Discover Hope

Dave & Kellye’s Story: With Hope, Undefeated

Mar. 26, 2019

The day that Dave Parker decided not to let Parkinson’s disease defeat him was the day he saw a framed picture of himself, in his Cincinnati Reds glory days, staring back from the wall of a local restaurant.


“I’m looking at this glass cabinet, and it’s got a reflection of my face,” said Dave, a Cincinnati native and 1978 Major League Baseball National League MVP. “And I just kind of made an oath to that individual that was in that glass case, which was me, that I would not give in to it.”

During his baseball career, that same grit and determination helped carry Dave to three consecutive Gold Gloves and seven trips to the All-Star Game.

And strength is what Dave still brings to every day, on the good ones and the bad, since his Parkinson’s diagnosis seven years ago.

The changes were subtle at first—so subtle that only his doctor noticed during an annual physical exam.

“My hand was trembling a little bit, and he noticed and said, ‘How long has it been?’ and I told him about six weeks.
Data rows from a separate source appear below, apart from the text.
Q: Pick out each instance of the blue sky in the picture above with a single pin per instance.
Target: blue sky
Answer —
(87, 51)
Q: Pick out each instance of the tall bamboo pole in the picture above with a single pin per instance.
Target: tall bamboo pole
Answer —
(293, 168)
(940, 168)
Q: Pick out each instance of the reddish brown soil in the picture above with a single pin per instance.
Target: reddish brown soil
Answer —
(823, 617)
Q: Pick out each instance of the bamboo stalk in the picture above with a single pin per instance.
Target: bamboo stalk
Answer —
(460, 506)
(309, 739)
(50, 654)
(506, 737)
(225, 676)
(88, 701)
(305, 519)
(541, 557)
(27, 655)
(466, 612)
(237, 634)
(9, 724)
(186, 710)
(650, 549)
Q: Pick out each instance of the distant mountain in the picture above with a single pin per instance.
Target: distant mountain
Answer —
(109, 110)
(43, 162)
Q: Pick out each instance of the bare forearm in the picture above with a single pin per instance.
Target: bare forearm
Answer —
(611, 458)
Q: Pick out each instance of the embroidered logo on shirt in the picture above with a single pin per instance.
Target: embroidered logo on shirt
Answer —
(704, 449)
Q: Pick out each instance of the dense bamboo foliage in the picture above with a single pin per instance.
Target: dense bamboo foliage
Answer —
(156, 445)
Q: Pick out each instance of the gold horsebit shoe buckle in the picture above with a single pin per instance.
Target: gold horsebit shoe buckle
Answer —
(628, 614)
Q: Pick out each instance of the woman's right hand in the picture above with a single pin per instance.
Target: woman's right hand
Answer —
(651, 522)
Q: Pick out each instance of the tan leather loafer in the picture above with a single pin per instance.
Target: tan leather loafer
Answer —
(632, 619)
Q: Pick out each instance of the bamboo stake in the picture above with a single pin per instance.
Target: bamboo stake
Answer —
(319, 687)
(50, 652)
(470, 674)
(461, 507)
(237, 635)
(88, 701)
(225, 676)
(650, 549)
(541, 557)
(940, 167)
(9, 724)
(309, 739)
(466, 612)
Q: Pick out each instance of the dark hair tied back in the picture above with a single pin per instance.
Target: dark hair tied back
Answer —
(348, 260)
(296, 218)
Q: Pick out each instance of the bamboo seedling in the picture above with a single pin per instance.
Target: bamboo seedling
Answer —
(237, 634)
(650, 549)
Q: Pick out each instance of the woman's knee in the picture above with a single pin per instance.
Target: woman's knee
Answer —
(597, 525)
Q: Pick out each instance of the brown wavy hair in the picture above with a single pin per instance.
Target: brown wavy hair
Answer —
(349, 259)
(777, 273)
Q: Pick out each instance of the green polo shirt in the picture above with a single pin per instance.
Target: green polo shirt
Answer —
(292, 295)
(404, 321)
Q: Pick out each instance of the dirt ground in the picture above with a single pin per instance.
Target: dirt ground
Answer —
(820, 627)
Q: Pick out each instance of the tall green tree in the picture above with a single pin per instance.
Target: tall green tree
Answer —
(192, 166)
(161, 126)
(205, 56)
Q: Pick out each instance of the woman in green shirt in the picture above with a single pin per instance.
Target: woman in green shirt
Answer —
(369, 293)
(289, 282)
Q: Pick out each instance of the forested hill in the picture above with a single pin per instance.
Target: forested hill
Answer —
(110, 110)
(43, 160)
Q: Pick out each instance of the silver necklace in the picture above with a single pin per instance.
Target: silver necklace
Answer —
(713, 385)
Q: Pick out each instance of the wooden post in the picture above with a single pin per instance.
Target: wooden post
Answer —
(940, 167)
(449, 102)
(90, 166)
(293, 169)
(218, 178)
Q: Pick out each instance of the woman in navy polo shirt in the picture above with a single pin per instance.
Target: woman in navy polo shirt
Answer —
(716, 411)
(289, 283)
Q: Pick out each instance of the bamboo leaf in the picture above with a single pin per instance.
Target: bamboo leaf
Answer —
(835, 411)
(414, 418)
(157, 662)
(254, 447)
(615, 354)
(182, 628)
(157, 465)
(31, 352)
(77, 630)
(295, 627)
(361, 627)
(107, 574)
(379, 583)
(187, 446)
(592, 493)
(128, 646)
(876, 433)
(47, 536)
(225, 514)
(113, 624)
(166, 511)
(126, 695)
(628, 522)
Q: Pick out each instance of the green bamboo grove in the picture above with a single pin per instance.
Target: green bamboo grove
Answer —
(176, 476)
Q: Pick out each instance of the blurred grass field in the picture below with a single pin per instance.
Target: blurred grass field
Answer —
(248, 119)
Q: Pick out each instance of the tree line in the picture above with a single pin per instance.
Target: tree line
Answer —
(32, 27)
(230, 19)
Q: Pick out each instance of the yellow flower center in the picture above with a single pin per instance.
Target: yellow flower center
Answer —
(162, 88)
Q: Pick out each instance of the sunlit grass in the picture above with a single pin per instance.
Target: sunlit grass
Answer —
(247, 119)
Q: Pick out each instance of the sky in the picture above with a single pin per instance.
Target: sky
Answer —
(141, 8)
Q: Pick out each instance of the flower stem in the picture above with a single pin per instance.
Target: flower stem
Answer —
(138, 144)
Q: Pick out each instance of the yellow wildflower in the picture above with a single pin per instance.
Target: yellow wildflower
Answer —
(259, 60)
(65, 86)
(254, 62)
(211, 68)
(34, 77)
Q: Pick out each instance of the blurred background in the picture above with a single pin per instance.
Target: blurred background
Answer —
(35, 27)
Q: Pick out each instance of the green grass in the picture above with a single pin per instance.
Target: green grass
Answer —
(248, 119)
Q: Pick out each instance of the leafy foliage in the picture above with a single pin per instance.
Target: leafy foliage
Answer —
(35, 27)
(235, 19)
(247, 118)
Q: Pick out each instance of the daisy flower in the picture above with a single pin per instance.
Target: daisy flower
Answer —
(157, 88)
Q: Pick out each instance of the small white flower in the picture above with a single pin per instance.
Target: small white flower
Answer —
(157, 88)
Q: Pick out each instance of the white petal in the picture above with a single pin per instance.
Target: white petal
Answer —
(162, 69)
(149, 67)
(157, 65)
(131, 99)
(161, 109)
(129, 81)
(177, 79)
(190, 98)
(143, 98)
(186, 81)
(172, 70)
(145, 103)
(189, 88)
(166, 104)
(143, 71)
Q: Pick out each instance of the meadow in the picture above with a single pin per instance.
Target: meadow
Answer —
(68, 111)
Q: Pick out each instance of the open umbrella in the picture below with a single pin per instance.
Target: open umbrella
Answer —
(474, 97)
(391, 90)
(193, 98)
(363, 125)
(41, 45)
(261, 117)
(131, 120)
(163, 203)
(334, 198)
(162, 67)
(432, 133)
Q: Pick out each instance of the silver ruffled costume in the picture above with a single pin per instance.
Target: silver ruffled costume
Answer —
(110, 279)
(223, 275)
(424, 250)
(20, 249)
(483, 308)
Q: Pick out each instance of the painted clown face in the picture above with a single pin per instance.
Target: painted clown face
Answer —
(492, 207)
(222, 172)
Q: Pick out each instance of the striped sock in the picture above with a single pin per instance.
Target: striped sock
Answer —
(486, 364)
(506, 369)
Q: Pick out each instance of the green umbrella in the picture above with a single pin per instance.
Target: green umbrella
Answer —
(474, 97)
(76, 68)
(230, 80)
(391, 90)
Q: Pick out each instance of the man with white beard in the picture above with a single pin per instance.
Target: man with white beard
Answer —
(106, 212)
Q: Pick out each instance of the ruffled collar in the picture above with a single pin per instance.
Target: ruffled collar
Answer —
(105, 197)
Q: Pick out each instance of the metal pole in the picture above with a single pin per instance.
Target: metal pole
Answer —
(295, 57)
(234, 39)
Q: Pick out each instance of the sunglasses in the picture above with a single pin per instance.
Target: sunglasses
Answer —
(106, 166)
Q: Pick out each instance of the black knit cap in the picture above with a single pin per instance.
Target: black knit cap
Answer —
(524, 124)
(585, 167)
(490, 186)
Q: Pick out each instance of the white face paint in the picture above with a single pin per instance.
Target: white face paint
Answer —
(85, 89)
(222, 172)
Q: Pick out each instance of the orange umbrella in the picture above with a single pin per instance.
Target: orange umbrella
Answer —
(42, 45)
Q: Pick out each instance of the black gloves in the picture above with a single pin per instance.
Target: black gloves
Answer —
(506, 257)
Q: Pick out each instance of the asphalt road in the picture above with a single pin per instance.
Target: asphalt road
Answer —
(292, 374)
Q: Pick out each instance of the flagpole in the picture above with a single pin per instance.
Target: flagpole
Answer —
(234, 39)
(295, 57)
And he says, ‘Well, it looks like you might have a little touch of Parkinson’s,’” Dave recalled.

More changes since then have marked Dave’s life with Parkinson’s disease, but his physicians at UC Health—along with attitude, and his wife, Kellye—have kept him going.

“Dr. Duker is a tremendous man,” said Dave of Andrew Duker, MD, UC Health neurologist and Parkinson’s disease specialist at the University of Cincinnati Gardner Neuroscience Institute. “We’re going to work with this in any way that we can to adjust the medicine to make life as normal as possible, and he’s done a great job with that.”

Despite his disease, Dave is still the all-star he’s always been. He continues mentoring young baseball players, and now he is involved in Parkinson’s awareness initiatives where he meets others who share his diagnosis.

“They give you hope,” Kellye said, of other people with ailments. “Parkinson’s is not easy either, but you go, ‘Wow, look at them.’ How can you give up? Their hope and our hope, it just keeps going.”